Спина неопределенно повела полными плечами, потревожив голливудскую волну цвета «красное дерево» под жесткой шляпкой, в которой без стыда можно было отправиться в Дерби на скачки и попытаться занять место возле британской королевской семьи.

– А что это вы в брошюрах о разводе прячетесь? – Гуров подошел ближе. – Неужели муж нашел ассистентку помоложе, оставил вас, и сплоченная чета Волконских больше не грабит желающих причаститься светской жизнью и искусством?

– Вы что? – зашипела Талина. – Это член Городского совета ветеранов войны, труда, Вооруженных сил и правоохранительных органов. Они стесняются торговать старыми вещами и орденами, поэтому она приходит от них.

– Вы меня ш кем-то путаете! – шепеляво возмутилась спина и попятилась в соседний зал.

Заплаканная молодая женщина у стеллажа с книгами о том, как пережить семь смертных мужских грехов: безразличие, забывчивость, излишнюю сыновнюю любовь, измену, уход из семьи, развод, неуплату алиментов, – с укоризной посмотрела на сыщика:

– Зачем же вы так с бабушкой?

– Римма Васильевна! – крикнул Гуров. – Обладательница титула «Королева криминального таланта» конкурса красоты «ИК № 6» УФСИН России по Московской области – 77! Мы уже не в том возрасте, чтобы как Шарапов за Манькой Облигацией бегать!
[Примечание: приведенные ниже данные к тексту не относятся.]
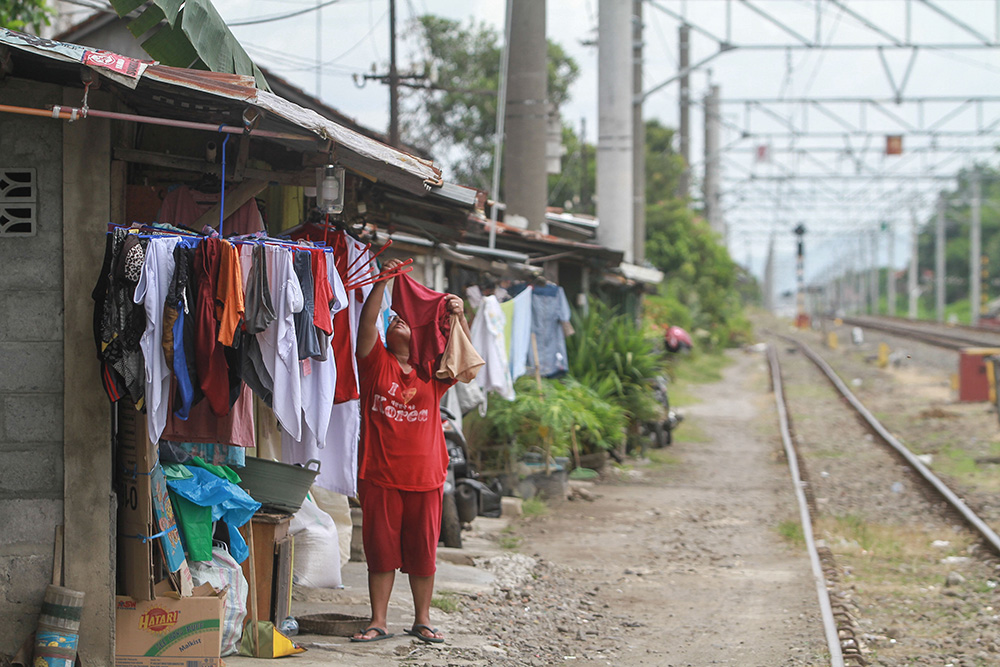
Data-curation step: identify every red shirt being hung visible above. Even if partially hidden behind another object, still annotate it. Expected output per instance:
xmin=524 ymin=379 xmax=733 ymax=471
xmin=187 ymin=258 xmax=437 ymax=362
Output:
xmin=358 ymin=341 xmax=454 ymax=491
xmin=392 ymin=274 xmax=451 ymax=378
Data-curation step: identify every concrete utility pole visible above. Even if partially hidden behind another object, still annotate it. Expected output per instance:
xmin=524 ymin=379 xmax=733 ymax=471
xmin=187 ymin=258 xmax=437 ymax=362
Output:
xmin=677 ymin=24 xmax=691 ymax=198
xmin=596 ymin=0 xmax=635 ymax=262
xmin=794 ymin=222 xmax=809 ymax=329
xmin=389 ymin=0 xmax=399 ymax=148
xmin=316 ymin=0 xmax=323 ymax=99
xmin=703 ymin=86 xmax=726 ymax=244
xmin=906 ymin=209 xmax=920 ymax=320
xmin=857 ymin=236 xmax=868 ymax=315
xmin=504 ymin=0 xmax=552 ymax=230
xmin=632 ymin=0 xmax=646 ymax=264
xmin=868 ymin=229 xmax=881 ymax=315
xmin=969 ymin=168 xmax=983 ymax=326
xmin=934 ymin=195 xmax=947 ymax=322
xmin=764 ymin=234 xmax=774 ymax=313
xmin=885 ymin=222 xmax=896 ymax=317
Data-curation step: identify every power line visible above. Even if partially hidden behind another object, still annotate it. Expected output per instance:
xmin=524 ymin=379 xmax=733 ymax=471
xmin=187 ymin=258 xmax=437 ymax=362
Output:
xmin=226 ymin=0 xmax=341 ymax=28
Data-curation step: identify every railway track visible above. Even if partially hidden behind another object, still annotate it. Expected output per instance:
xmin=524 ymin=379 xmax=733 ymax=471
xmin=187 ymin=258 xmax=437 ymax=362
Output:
xmin=841 ymin=315 xmax=1000 ymax=350
xmin=769 ymin=336 xmax=1000 ymax=667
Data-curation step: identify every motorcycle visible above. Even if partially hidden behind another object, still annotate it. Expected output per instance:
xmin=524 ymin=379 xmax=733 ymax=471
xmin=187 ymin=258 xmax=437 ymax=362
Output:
xmin=643 ymin=376 xmax=684 ymax=448
xmin=441 ymin=407 xmax=500 ymax=549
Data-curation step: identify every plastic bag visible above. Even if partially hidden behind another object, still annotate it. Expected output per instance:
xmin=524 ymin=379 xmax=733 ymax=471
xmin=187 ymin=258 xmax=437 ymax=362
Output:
xmin=309 ymin=484 xmax=354 ymax=567
xmin=189 ymin=543 xmax=250 ymax=656
xmin=288 ymin=496 xmax=342 ymax=588
xmin=240 ymin=621 xmax=305 ymax=658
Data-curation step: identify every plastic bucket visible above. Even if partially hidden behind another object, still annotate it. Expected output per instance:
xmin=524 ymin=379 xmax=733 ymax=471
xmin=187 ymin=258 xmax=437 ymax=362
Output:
xmin=34 ymin=585 xmax=84 ymax=667
xmin=239 ymin=456 xmax=320 ymax=514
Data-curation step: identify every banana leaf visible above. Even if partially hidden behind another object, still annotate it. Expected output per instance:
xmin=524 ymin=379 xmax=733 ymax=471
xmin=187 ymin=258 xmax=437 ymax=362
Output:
xmin=110 ymin=0 xmax=270 ymax=90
– Я ее удостоверение видела! – вновь вступилась Талина.

– Оно липовое.

Внезапно женщина повернулась, как готовая напасть большая очковая змея. Над скромным воротничком пальто на искаженном гневом морщинистом лице, под кажущимися еще более припухшими от перламутровых белых теней веками горели гневом водянисто-голубые старушечьи глаза. Поджатые, привыкшие складываться в кукольный темно-вишневый бантик губы стянулись в ниточку презрения, бурлящего, как накипь на поверхности настоянной годами ненависти.

– Смотри, как бы самому лепила не потребовался! Слушай, Гуров, я живу здесь из-за таких уродов, как ты. Слабаков, которые завидуют тем, кто живет фартово и вольно, с понтом и в роскоши. А Герман Германович ушел от меня не к другой бабе, а на тот свет из-за гриппа в колонии. Потому что вы, менты, нигде нормального мира создать не можете: ни тут, ни на зоне. Особенно такие псы, как ты… А тебе, – она повернулась к покупательнице, которая теперь листала книгу «Марс и Венера: новая любовь. Как снова обрести любовь после разрыва, развода или утраты» Джона Грэя, – я сейчас покажу бабушку! Глаза натяну так низко, чтоб увидела…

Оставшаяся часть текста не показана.